Apple reported a gross margin of 49.27%, topping analyst expectations for 48.38%. That margin points to the company’s ability to wield pricing power and leverage bulk buying, offsetting cost pressures from pricier memory chips and processors. The supply for those components hasn’t loosened up.
The board bumped the quarterly dividend to 27 cents a share—a 4% increase—and signed off on as much as $100 billion more for share buybacks. Shrinking the share count can give earnings per share a boost, but buybacks alone won’t address any issues with products or growth.
Apple still faces scrutiny over its AI strategy. Unlike some competitors throwing tens of billions at AI infrastructure every quarter, Apple’s approach is less aggressive on that front, though R&D spending jumped 33.5% to $11.42 billion for the quarter. CEO Tim Cook told Reuters the company was “all in” on AI, also confirming a more personalized Siri would arrive this year. Reuters
Apple’s apparent move to tap Google’s tech for Siri signals the company is open to outside AI partners, analyst Jacob Bourne at eMarketer noted. Bourne pointed out that investors are looking to John Ternus to walk the line between Apple’s careful approach to AI and mounting calls to deliver a new consumer device fit for the AI age.

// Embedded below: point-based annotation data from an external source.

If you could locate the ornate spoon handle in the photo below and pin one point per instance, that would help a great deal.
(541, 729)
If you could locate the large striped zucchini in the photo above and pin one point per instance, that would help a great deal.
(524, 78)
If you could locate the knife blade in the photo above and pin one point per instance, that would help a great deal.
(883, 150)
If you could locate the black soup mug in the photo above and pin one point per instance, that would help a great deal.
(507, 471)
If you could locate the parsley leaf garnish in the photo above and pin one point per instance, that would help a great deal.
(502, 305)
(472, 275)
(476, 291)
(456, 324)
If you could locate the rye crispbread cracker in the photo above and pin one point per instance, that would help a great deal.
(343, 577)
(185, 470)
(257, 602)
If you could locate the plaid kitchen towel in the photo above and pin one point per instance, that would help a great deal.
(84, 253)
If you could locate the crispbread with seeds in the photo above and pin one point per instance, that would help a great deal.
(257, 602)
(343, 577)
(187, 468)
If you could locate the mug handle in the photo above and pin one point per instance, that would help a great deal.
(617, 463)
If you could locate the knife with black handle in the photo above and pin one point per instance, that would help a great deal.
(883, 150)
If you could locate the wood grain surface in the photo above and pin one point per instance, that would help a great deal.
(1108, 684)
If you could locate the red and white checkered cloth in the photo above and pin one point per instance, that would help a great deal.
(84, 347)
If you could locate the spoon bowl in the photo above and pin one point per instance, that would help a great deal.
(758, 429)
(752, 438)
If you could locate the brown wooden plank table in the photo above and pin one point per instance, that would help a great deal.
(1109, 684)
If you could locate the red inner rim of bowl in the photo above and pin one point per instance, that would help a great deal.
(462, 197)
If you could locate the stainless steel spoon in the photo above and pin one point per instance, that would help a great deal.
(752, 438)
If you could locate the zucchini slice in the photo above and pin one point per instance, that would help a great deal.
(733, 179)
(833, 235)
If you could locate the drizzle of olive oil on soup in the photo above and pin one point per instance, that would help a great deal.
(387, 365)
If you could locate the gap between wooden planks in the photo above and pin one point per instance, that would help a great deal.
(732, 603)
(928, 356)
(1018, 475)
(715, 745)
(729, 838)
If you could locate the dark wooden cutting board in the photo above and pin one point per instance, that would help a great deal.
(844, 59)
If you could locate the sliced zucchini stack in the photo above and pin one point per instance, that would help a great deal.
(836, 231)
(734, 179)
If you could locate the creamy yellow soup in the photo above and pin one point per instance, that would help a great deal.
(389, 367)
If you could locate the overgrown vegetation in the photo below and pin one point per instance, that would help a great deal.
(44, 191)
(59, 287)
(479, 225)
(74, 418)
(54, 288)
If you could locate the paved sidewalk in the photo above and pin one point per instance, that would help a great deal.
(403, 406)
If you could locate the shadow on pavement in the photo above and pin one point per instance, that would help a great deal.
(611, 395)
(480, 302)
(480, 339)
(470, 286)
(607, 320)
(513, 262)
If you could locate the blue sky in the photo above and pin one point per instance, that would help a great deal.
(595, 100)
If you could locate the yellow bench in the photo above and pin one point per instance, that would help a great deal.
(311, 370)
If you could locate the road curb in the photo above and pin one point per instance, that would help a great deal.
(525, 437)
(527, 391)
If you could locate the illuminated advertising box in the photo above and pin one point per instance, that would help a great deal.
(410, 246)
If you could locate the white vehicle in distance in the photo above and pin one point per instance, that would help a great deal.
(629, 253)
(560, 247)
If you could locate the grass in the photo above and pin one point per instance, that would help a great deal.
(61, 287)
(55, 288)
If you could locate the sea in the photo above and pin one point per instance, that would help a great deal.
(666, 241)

Leadership questions aren’t leaving the stage just yet. “The AI story remains one up in the air,” Jay Woods, chief market strategist at Freedom Capital Markets, remarked to Reuters ahead of the report. He pointed out that investors are eyeing how the shakeup at the top might steer product innovation, capital deployment and Apple’s approach to AI in its next phase. Reuters
Strong numbers don’t mean Apple’s out of the woods. If chip bottlenecks tighten further, iPhone sales could hit a ceiling short-term. Introducing a cheaper MacBook might dent the company’s high-end image if customers start skipping pricier options. Services, for their part, are still under the regulatory microscope in Europe and beyond. With a market value near $4 trillion, Apple gives investors little patience for growth slip-ups.